Eine in Paris gefundene Kupferstichsammlung des Altertumsforschers Nicolas Willemin sollte dann auf die Spur des südlichen Teils des Domplans führen. Auf einem der Kupferstiche befand sich angeblich eine Darstellung des Westfensters aus dem Kölner Dom. Der hessische Oberbaudirektor Moller – angestachelt durch den Fund des nördlichen Domplans – erkannte: „Die Abbildung konnte tatsächlich nur von jemandem angefertigt worden sein, der den Fassadenriss des Doms vor sich hatte“, ist bei Wolff nachzulesen. Und tatsächlich stellte sich heraus, dass Willemin sich bei seinem Kupferstich an einen Plan gehalten hatte, den er bei einem Kunsthändler gesehen hatte. Und dort befand er sich immer noch, der südliche Domplan. Ahnte der Händler, welcher Schatz sich in seinem Besitz befand, oder bekam er eine Ahnung davon aufgrund des wilden Interesses daran? Er verlange 500 Francs für den Plan. Eine stattliche Summe im Jahr 1815. Wolff geht davon aus, dass Boisserée die Summe auf den Tisch legte. Nun war zusammengekommen, was zusammengehörte. Der sogenannte Riss F, der „Bauplan“ des Doms, der „Grundstein“ für die Fertigstellung der Kathedrale. Wobei es dafür noch einige politische und finanzielle Hürden zu nehmen galt – doch das ist eine andere Geschichte.

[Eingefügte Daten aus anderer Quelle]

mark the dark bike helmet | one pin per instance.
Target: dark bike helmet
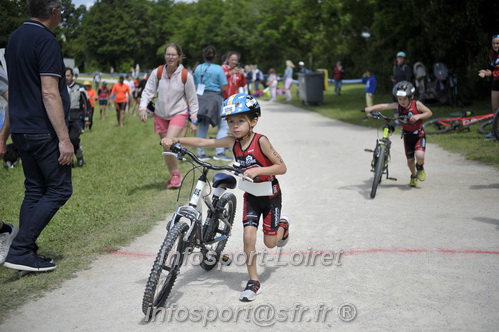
(403, 89)
(240, 103)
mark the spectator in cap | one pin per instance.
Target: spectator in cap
(338, 73)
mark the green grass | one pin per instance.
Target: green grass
(469, 144)
(120, 193)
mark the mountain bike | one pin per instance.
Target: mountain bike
(491, 126)
(460, 123)
(186, 231)
(381, 153)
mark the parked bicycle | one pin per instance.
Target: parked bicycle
(381, 153)
(491, 126)
(187, 232)
(460, 123)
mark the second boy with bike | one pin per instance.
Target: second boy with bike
(414, 113)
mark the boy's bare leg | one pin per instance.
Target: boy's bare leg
(250, 251)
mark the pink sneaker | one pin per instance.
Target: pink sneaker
(175, 180)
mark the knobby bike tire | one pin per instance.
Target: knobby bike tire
(378, 170)
(225, 208)
(165, 270)
(435, 126)
(486, 127)
(495, 125)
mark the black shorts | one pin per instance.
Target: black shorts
(269, 207)
(413, 143)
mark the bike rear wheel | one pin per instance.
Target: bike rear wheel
(438, 126)
(165, 269)
(215, 228)
(378, 170)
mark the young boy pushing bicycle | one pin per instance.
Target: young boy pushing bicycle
(262, 163)
(412, 112)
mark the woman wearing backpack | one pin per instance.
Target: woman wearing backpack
(493, 70)
(176, 103)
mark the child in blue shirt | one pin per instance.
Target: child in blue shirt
(370, 81)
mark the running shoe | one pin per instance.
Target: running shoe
(30, 262)
(6, 240)
(414, 181)
(175, 180)
(284, 223)
(421, 173)
(251, 291)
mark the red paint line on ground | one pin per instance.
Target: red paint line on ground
(343, 252)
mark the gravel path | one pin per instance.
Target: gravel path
(412, 259)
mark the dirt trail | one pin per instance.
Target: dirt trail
(422, 258)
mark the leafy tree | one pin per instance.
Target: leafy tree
(12, 15)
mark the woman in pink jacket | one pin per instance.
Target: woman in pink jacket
(176, 103)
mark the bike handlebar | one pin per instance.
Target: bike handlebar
(378, 115)
(178, 151)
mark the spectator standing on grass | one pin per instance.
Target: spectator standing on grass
(272, 83)
(176, 103)
(370, 81)
(97, 79)
(104, 93)
(119, 94)
(38, 109)
(211, 81)
(92, 98)
(79, 102)
(129, 81)
(7, 231)
(338, 73)
(288, 79)
(493, 70)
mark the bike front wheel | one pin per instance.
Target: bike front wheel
(165, 269)
(378, 170)
(438, 126)
(216, 228)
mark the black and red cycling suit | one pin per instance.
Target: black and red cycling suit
(414, 135)
(255, 206)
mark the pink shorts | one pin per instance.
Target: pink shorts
(161, 125)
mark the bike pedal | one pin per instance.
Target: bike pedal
(226, 259)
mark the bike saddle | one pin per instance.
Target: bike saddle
(222, 180)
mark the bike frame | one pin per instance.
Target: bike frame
(191, 211)
(465, 122)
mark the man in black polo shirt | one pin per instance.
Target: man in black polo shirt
(38, 112)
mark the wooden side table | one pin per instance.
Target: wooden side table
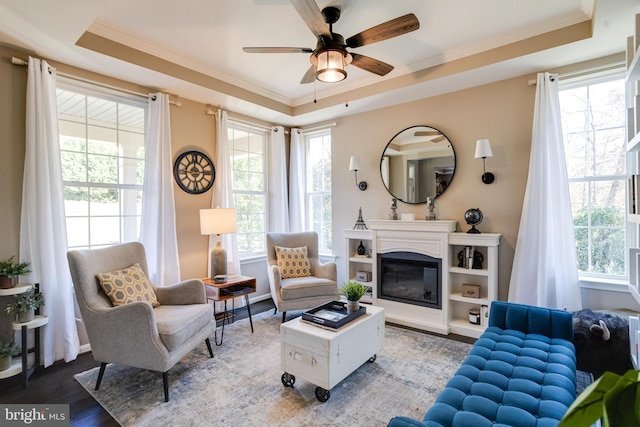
(235, 286)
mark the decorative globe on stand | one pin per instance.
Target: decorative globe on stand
(473, 217)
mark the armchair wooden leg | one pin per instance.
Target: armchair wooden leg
(165, 383)
(103, 365)
(209, 347)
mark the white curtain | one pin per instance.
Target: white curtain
(158, 224)
(297, 182)
(223, 193)
(279, 201)
(544, 267)
(43, 235)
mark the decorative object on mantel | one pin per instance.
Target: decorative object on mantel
(473, 217)
(360, 225)
(11, 271)
(431, 206)
(483, 150)
(393, 215)
(354, 165)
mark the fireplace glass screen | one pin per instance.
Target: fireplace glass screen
(410, 278)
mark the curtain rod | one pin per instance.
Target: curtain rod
(19, 61)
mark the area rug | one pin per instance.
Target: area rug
(241, 385)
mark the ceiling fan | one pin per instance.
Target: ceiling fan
(330, 56)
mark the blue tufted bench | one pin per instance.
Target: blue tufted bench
(520, 372)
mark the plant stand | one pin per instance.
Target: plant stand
(20, 365)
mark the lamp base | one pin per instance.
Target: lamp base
(218, 260)
(488, 177)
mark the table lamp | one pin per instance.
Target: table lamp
(218, 221)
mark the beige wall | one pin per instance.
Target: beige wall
(501, 112)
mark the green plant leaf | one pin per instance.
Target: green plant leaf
(589, 405)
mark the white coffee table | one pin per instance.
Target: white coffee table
(325, 357)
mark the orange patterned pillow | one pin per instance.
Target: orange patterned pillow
(293, 262)
(127, 285)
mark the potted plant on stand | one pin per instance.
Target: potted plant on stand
(25, 304)
(10, 271)
(7, 350)
(353, 291)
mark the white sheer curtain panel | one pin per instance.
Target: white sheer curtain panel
(297, 182)
(43, 231)
(544, 267)
(279, 203)
(223, 193)
(158, 224)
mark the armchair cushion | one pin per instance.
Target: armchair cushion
(293, 262)
(172, 328)
(127, 285)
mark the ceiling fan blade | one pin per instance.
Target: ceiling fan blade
(309, 76)
(372, 65)
(386, 30)
(277, 50)
(311, 15)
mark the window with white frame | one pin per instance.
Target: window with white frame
(102, 153)
(318, 187)
(247, 149)
(593, 121)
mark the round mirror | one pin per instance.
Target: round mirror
(417, 163)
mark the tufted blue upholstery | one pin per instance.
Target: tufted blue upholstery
(520, 372)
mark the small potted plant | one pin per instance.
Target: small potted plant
(353, 291)
(10, 271)
(8, 349)
(25, 304)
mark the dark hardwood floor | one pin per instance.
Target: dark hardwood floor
(56, 384)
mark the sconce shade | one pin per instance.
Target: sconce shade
(330, 66)
(354, 164)
(483, 149)
(217, 221)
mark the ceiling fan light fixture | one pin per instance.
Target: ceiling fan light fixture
(330, 66)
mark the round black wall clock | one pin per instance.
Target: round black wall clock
(194, 172)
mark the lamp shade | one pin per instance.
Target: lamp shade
(217, 221)
(483, 149)
(330, 68)
(354, 164)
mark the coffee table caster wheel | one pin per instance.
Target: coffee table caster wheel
(322, 394)
(288, 380)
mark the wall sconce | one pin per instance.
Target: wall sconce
(483, 150)
(354, 165)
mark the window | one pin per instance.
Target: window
(318, 194)
(247, 148)
(593, 121)
(102, 155)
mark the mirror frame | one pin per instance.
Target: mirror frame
(389, 143)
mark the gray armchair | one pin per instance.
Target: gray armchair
(137, 334)
(299, 293)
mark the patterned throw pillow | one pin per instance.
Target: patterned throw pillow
(293, 262)
(127, 285)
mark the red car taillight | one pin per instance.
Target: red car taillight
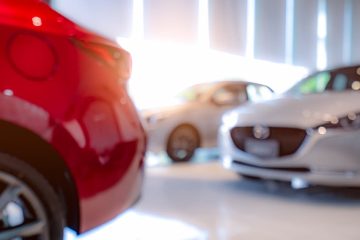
(113, 57)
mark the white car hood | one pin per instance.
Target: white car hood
(299, 111)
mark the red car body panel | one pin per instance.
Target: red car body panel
(60, 82)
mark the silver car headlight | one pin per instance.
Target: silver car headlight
(350, 121)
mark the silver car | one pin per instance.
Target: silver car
(194, 121)
(309, 135)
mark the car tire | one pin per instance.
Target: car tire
(249, 177)
(182, 143)
(29, 207)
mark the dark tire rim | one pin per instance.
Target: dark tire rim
(182, 144)
(22, 215)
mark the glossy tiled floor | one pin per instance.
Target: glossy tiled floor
(204, 201)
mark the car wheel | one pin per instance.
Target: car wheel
(29, 207)
(182, 143)
(249, 177)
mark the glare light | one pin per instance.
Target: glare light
(321, 35)
(250, 28)
(203, 21)
(298, 183)
(322, 130)
(36, 21)
(334, 120)
(355, 85)
(227, 160)
(358, 71)
(352, 116)
(8, 92)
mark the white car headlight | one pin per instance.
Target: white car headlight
(230, 119)
(350, 121)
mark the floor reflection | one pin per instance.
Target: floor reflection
(134, 225)
(201, 200)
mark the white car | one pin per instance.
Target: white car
(309, 135)
(194, 121)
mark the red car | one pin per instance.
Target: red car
(71, 142)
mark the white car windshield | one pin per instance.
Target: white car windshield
(336, 80)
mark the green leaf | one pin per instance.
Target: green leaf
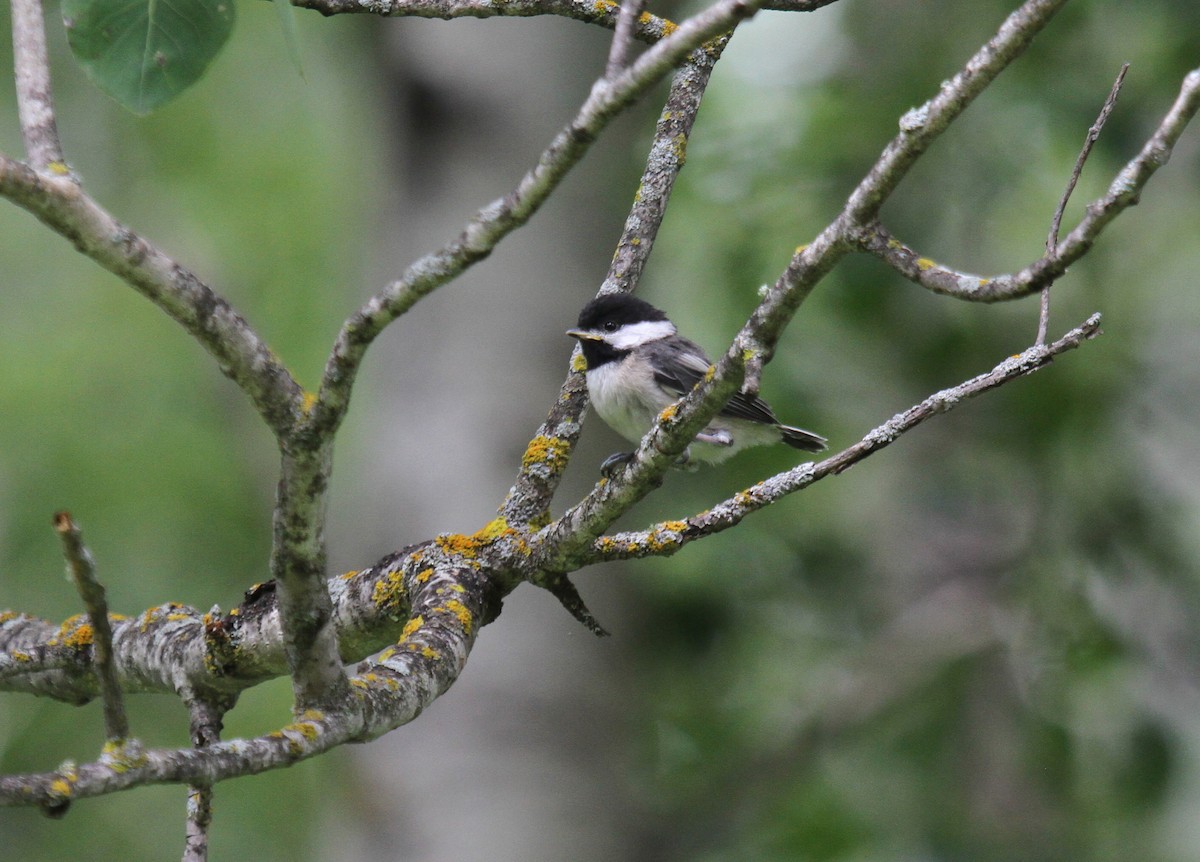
(144, 53)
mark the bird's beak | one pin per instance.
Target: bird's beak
(583, 335)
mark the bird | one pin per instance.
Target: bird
(637, 365)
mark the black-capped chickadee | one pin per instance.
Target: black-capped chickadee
(637, 365)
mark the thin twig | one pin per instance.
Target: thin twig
(573, 534)
(1123, 192)
(547, 453)
(207, 316)
(1056, 222)
(35, 105)
(496, 221)
(669, 537)
(83, 573)
(623, 37)
(205, 730)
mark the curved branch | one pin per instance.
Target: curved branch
(546, 456)
(501, 217)
(449, 603)
(241, 354)
(1125, 191)
(35, 103)
(669, 537)
(567, 542)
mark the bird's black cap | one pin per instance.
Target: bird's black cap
(617, 309)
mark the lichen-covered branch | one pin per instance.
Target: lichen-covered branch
(83, 573)
(667, 537)
(436, 597)
(243, 355)
(35, 103)
(492, 223)
(565, 542)
(550, 449)
(1090, 139)
(1125, 191)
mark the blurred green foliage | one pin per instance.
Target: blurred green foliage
(978, 645)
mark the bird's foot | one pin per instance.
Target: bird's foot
(615, 464)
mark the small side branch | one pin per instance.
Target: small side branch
(549, 450)
(1093, 133)
(207, 316)
(669, 537)
(496, 221)
(1125, 191)
(205, 730)
(623, 37)
(35, 105)
(83, 573)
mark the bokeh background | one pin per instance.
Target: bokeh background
(978, 645)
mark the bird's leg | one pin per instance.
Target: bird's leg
(615, 464)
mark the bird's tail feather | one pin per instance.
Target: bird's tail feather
(799, 438)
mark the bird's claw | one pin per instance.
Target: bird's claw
(615, 464)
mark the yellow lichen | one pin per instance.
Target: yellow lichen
(456, 544)
(493, 530)
(411, 627)
(460, 611)
(679, 148)
(388, 593)
(76, 634)
(60, 788)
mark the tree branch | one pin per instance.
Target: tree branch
(1056, 221)
(624, 34)
(35, 105)
(565, 543)
(1125, 191)
(241, 354)
(667, 537)
(83, 573)
(501, 217)
(547, 454)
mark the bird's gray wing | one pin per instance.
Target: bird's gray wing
(679, 365)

Wäre es auch ohne den Riss F gegangen?

Wäre ohne den Riss F alles anders gekommen? Stünde der Dom tatsächlich nicht so da, wie er heute dasteht? „Man hätte es auch ohne den Plan schaffen können“, ist sich Matthias Deml, Leiter des Dombauarchives, sicher. Immerhin sei damals schon der Südturm bis in eine Höhe von 58 Metern gebaut gewesen. Und es gebe auch einen Kupferstich aus dem 17. Jahrhundert, der den Fassadenriss etwas vereinfacht wiedergibt. Das hätte laut Deml als grobe Grundlage sicherlich auch gereicht. Doch mit dem Riss F war es dann doch „wesentlich genauer“. Und seine historische die Bedeutung kann gar nicht hoch genug eingeschätzt werden.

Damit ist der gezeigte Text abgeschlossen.